The latest version will be found at the "unversioned" link.
  http://www.unicode.org/unicode/reports/tr21/
Each file will link back through the previous versions, so you can recover the entire history by starting at the latest "unversioned" link. For more on versioning, see http://www.unicode.org/unicode/standard/versions/

2. UTR#21 confusion. If people have any feedback on the parts of UTR#21 that they find confusing, I'd like to know.

3. Visualization. If you have a Unicode-enabled browser and the appropriate fonts (which I hope you all do!), you can see the case mappings at http://www.unicode.org/unicode/reports/tr21/charts/

Similarly, you can see the normalization forms at http://www.unicode.org/unicode/reports/tr15/charts/

4. Normalization & Casing. Because some case operations produce separate accents, Kent is right that normalization (NFC or NFD) must be performed after case operations such as case folding.

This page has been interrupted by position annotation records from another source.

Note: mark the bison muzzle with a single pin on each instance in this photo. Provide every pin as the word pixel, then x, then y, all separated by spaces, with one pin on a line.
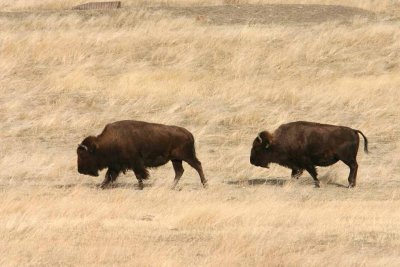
pixel 304 145
pixel 136 145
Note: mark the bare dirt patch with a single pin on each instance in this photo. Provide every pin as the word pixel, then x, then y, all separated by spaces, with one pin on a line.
pixel 264 14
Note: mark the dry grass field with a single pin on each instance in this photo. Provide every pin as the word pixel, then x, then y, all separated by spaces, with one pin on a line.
pixel 224 72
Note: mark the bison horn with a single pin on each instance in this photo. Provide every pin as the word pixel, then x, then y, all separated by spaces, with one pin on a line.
pixel 83 147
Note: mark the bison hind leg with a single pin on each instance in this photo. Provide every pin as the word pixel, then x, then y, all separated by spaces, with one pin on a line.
pixel 178 168
pixel 141 174
pixel 313 172
pixel 110 177
pixel 296 173
pixel 353 172
pixel 196 164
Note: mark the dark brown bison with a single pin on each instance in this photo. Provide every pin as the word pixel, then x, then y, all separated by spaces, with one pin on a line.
pixel 303 145
pixel 136 145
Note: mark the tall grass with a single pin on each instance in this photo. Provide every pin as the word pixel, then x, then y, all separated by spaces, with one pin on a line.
pixel 64 76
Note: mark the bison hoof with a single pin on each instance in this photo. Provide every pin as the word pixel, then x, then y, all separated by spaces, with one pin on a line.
pixel 103 186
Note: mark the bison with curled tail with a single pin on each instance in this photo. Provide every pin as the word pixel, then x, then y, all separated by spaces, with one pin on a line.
pixel 304 145
pixel 136 145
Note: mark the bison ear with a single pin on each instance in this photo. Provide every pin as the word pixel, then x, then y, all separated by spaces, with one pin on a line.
pixel 91 144
pixel 265 138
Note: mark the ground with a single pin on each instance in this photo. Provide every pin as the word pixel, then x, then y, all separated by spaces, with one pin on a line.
pixel 225 73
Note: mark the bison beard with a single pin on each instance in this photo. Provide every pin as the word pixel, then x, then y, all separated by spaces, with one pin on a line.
pixel 136 145
pixel 304 145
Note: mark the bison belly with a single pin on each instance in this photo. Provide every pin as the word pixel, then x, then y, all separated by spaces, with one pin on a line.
pixel 156 161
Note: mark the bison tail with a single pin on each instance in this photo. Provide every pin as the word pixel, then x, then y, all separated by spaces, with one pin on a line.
pixel 365 141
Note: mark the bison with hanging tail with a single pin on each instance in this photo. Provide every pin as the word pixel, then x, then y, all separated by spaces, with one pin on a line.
pixel 136 145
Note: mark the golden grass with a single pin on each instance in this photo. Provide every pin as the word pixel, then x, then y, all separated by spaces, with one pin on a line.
pixel 64 76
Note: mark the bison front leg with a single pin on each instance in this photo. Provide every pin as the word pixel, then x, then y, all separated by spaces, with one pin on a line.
pixel 178 168
pixel 196 164
pixel 141 174
pixel 313 172
pixel 353 173
pixel 110 177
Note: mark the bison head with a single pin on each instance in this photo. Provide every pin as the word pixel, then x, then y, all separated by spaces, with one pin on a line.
pixel 261 152
pixel 87 158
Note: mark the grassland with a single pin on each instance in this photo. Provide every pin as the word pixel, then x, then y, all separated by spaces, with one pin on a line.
pixel 65 74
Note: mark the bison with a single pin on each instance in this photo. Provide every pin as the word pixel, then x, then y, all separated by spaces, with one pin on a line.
pixel 304 145
pixel 137 145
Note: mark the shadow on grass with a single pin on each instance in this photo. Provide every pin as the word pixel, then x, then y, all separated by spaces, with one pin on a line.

5. Normalization Form KC. It is an open issue whether one wants to use NFKC instead of NFC. Using NFKC will eliminate many distinctions that are essentially just a matter of formatting -- such as changing the "fi" ligature to an "f" and "i" sequence, changing half-width characters to the corresponding full-width variants, etc. However, also included in this list are super- and sub-scripted digits and letter-like symbols (see http://www.unicode.org/unicode/reports/tr15/charts/NormalizationChart5.html). There is some discussion of this in UTR #20, "Unicode in XML and other Markup Languages" (http://www.unicode.org/unicode/reports/tr20/#Compatibility), although this UTR must take wider view, since it discusses general data and not just identifiers or DNS names.

My view is that NFKC is generally appropriate for cases where identifiers are case-insensitive, but otherwise reasonable people may disagree with me ;-)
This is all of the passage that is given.